'Kimse farkında değil ama faturasını ağır ödeyeceğiz'

Bugün Gazetesi yazarı Adem Yavuz Arslan önemli bir yazı kaleme alarak, çarpıcı değerlendirmelerde bulundu

'Kimse farkında değil ama faturasını ağır ödeyeceğiz'

Köşesinde 'Kulislerde inanılmaz detaylar var' diyen Bugün Yazarı Adem Yavuz Arslan, şok edici bilgiler paylaştı.


'Ankara havası' deyince birçok kişinin aklına eğlenceli oyun havaları gelse de 'Ankara'nın havası' pek keyifli değil.

Hatta fazlasıyla gergin.

Eğer bürokrasiye kulak kabartır, kulislerin nabzını tutarsanız gerginliğin boyutunu görebiliyorsunuz. 

Çünkü 'paralel devlet' söylemiyle resmen 'cadı avı' yapılıyor.

Şu ana kadar binlerce üst düzey bürokrat yerlerinden edildi. Absürt denebilecek iddialarla açığa alındı ya da haklarında soruşturma başlatıldı.

Bir yandan da son iki yazıda detaylarıyla anlattığım gibi; ayarlanmış hakim ve savcılarla 'vadedilen operasyon' için hazırlıklar yapılıyor.

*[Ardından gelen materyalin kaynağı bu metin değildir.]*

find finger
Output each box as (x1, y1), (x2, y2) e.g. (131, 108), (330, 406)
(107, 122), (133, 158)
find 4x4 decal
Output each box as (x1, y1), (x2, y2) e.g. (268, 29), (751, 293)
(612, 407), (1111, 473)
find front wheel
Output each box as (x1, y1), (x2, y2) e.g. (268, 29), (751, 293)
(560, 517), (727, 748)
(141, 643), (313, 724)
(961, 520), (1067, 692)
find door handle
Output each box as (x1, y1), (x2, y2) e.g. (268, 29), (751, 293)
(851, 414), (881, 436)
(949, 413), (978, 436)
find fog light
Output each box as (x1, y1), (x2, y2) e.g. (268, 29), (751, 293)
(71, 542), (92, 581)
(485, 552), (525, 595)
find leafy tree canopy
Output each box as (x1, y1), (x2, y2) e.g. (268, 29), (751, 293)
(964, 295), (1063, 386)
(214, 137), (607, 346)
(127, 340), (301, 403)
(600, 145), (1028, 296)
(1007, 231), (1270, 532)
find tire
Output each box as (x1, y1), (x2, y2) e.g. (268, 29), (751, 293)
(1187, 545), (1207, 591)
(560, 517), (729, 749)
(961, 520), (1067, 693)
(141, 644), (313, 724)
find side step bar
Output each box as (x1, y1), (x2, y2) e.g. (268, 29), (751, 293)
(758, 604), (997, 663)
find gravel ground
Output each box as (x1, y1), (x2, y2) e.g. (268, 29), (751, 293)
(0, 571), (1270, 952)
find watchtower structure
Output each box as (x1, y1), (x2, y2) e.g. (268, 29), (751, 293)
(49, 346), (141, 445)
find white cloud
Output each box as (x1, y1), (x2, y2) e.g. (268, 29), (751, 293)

17 Aralık'la birlikte Türkiye'de hukuk kalmadığı için hükümette, hükümetin emrine giren bir kısım bürokratlar da her şeyi mubah görmeye başladı. 

Kulislerde inanılmaz detaylar var.

Mesela yüksek yargıda tasfiye ve sürgün listeleri bizzat istihbarat kurumundan geliyor. Listelere 'kutsal metin' muamelesi var.

Hükümet bir yandan da önümüzdeki sonbaharda yapılacak olan HSYK seçimlerine hazırlanıyor. Bakanlık düne kadar kanlı bıçaklı olduğu gruplarla koltuk pazarlığı yapıyor.

Bakanlık bürokratlarının işbirliği teklifi götürdüğü isimler tam anlamıyla şok edici. Ayrıca dün hükümete karşı darbe girişimleri yapmış, bu yüzden yargılanmış isimlere bile en üst seviyeden "Sizi anlamamışız, Cemaat'e karşı beraber hareket edelim" teklifi götürüldü.

Başka örnekler de vermek mümkün.

Maalesef bürokraside bir cinnet hali var.

İhbar mektupları, fişleme listeleri havada uçuşuyor.

Belki bugün kimse farkında değil ama son 5 ayda yaşadıklarımızın faturasını ülke olarak ağır ödeyeceğiz.

TBMM'de de hava pek farklı değil.

Muhalefet, Başbakan'ın dinlemelerle ilgili söylemlerine tepkili. Bu durum grup konuşmalarına da yansıdı.


Her muhalefet partisi kendi adayını çıkaracak.

Ancak isimler konusunda henüz bir netlik yok. CHP kulislerinde Yılmaz Büyükerşen, Mehmet Bekaroğlu gibi isimler var.

Kuliste ayaküstü konuştuğum Deniz Baykal'ın da gündeminde bu konu vardı.

Bahçeli: "Başbakan eski dostlarıyla kavga etmeyi bıraksın"
 
MHP çevreleri ise şu anda nabız yokluyor.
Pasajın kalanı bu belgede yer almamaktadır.